HBase Write Request Analysis

Source: Internet
Author: User

HBase, as a distributed NoSQL database system, not only supports wide lists, but also has high performance for random read and write. At the same time as high-performance random read and write transactions, HBase can also maintain transactional consistency. Currently HBase supports only row-level transactional consistency. This paper mainly discusses the write request flow of HBase, mainly based on the implementation of 0.98.8 version.

Client Write Request

HBase provides the Java Client API with htable as the primary interface, corresponding to the HBase table in it. The Write request API is primarily Htable.put (write and update), Htable.delete, and so on. Take Htable.put as an example, first to see how the client sends the request to Hregionserver.

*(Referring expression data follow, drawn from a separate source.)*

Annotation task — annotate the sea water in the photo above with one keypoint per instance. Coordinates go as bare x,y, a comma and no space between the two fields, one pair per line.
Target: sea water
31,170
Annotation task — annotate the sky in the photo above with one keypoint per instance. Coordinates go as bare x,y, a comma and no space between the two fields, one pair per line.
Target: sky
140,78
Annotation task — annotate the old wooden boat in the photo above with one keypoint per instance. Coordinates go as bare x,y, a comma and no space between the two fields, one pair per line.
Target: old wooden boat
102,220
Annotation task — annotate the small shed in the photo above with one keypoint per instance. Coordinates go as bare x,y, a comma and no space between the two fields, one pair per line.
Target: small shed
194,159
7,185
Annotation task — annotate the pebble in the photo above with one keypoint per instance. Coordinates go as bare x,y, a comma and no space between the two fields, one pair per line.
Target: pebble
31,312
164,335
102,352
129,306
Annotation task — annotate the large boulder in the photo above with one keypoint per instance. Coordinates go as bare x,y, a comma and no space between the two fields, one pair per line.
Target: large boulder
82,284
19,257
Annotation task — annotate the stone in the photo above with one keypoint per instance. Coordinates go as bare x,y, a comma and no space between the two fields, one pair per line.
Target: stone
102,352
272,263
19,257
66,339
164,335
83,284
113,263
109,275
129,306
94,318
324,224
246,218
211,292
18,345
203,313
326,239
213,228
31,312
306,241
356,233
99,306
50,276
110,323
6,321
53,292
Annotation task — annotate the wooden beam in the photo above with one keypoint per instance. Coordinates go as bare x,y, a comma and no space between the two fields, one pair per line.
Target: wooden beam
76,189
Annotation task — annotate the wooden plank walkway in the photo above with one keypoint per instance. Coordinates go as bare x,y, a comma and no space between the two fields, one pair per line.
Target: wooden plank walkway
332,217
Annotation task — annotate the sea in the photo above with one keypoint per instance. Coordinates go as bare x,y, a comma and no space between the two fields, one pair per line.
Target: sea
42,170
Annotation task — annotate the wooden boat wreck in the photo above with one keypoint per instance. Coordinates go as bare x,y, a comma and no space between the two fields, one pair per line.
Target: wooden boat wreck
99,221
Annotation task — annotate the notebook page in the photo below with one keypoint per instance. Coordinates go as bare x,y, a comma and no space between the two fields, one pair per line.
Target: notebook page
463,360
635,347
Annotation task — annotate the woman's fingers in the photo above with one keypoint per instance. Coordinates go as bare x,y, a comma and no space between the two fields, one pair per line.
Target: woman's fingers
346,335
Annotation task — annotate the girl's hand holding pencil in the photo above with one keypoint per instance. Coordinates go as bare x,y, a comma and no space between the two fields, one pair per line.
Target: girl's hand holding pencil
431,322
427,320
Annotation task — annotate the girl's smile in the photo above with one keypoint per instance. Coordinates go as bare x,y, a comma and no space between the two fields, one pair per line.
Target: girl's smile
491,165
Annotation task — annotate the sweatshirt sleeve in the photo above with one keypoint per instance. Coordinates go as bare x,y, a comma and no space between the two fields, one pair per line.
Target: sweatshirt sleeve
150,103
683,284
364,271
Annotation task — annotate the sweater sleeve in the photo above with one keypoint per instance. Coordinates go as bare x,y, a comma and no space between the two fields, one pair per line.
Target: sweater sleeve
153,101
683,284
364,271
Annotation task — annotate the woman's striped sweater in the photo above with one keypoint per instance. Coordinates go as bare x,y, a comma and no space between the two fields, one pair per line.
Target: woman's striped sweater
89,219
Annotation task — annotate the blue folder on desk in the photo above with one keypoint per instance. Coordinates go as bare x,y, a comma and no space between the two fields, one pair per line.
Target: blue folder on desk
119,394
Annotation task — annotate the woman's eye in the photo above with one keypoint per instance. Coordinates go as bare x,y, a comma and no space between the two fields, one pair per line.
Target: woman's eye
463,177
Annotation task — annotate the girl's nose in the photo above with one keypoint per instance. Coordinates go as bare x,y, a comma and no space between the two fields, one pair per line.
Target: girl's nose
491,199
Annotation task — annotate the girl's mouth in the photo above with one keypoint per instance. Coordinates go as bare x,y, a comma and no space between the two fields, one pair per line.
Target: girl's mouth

Each put request represents a keyvalue data, considering that the client has a large amount of data that needs to be written to the HBase table, Htable.put The default is to put each put request into the local cache, when the local cache size exceeds the threshold (the default is 2MB), it is necessary to request a refresh, that is, to send these put requests to the specified hregionserver, this is to use the thread pool to send multiple put requests to different Hregi Onserver. However, if more than one request is the same hregionserver, or even the same hregion, it can cause stress on the server, and to avoid this, the client API will limit the number of concurrent write requests. The main aim is to restrict the hregionserver and hregion that put requests are sent to, and implement them in asyncprocess. The main parameters are set to:

    • hbase.client.max.total.tasks Client Maximum number of concurrent write requests, default is 100
    • hbase.client.max.perserver.tasks Client Maximum number of concurrent write requests per Hregionserver, default is 2
    • hbase.client.max.perregion.tasks Client Maximum number of concurrent write requests per hregion, default is 1

To improve I/O efficiency, asyncprocess rendezvous with the put request corresponding to the same hregion, and then send the same hregion put request to the specified hregionserver again. In addition, Asyncprocess also provides a variety of synchronous methods, such as Waituntildone, to facilitate the synchronization of requests in certain scenarios. As with each put and read request, the Hbase:meta table is accessed to find the specified Hregionserver and hregion, which is consistent with the read request and can be referenced in the article's description.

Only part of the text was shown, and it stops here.